O exame de Português - O que dizem os teus olhos, Carolina?


'Os teus olhos são vitrais que mudam de cor com o céu' FOTO: A Família Numerosa

O exame correu mal, diz ela de olhos muito brilhantes e subitamente raiados de vermelho. Quando está triste, ou quando está a um grau do ponto de ebulição são os olhos quem a denuncia. Sempre. Olhos azuis, olhos verdes, olhos transparecendo um azul das caraíbas pontilhados a amarelo. Ninguém sabe bem qual a cor daqueles olhos, mas não há mistério quanto a isto: eles nunca mentem. Os olhos da minha filha Carolina são o espelho da sua alma.

De manhã, bem cedo pela manhã, quis um pequeno-almoço continental - com ovos mexidos e salsichas. E eu lá vesti o avental e pus-me a cozinhar às sete da manhã. Fritos. Pelos filhos faço tudo. Até fritos às sete da manhã. Os vossos desejos são uma espécie de ordem.

Depois maldisse o vento que uivava na janela da cozinha: queria levar uma roupa nova como amuleto (eu faço a mesmíssima coisa com sapatos).
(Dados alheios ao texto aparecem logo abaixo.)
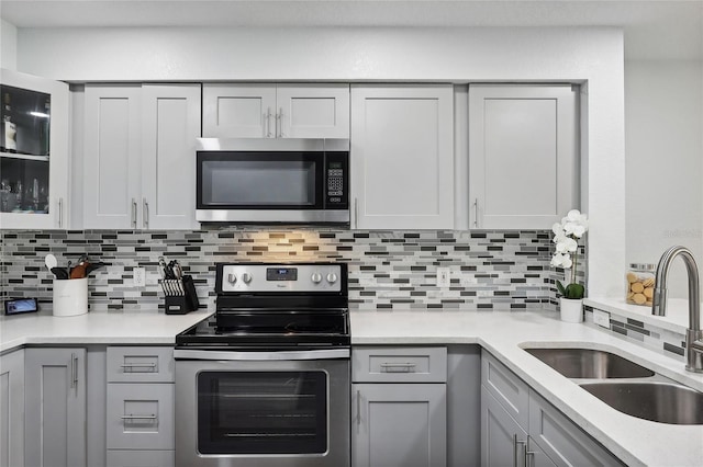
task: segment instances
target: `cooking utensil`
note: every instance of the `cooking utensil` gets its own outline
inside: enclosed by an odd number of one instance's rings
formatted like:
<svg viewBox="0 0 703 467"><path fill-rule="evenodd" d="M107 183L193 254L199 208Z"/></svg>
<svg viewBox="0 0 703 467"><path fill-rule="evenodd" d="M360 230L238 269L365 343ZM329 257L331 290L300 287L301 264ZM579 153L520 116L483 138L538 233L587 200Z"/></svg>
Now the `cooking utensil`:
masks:
<svg viewBox="0 0 703 467"><path fill-rule="evenodd" d="M56 260L55 255L48 253L46 257L44 257L44 264L46 264L47 270L53 272L53 269L58 265L58 261Z"/></svg>
<svg viewBox="0 0 703 467"><path fill-rule="evenodd" d="M52 273L57 280L65 281L68 278L68 274L66 274L66 270L64 267L52 267Z"/></svg>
Resmungou com tudo e com todos, com as bebés que tardavam a despertar, que ia chegar atrasada, que os trabalhadores do Metro eram cruéis por decretarem uma greve com tantos alunos submetidos a um exame nacional.

Chegámos meia hora antes da abertura da porta da escola. Havia mais trânsito do que o habitual, mas o João, cínico ainda brincou: 'Se o chão de abrisse aqui à nossa frente, podias ir em ritno de passeio até à escola e chegavas mais do que a tempo...'

Tanto queixume, tanto maxilar cerrado de ansiedade e esperámos meia hora pela abertura das portas. Enquanto estaciono o carro na esquina, o rádio – acedi tirar a minha TSF da antena por amor - passa uma música de que ela gosta muito. Ela já vê sinais em tudo como eu, diz: já estou mais calma; acho que vai correr bem.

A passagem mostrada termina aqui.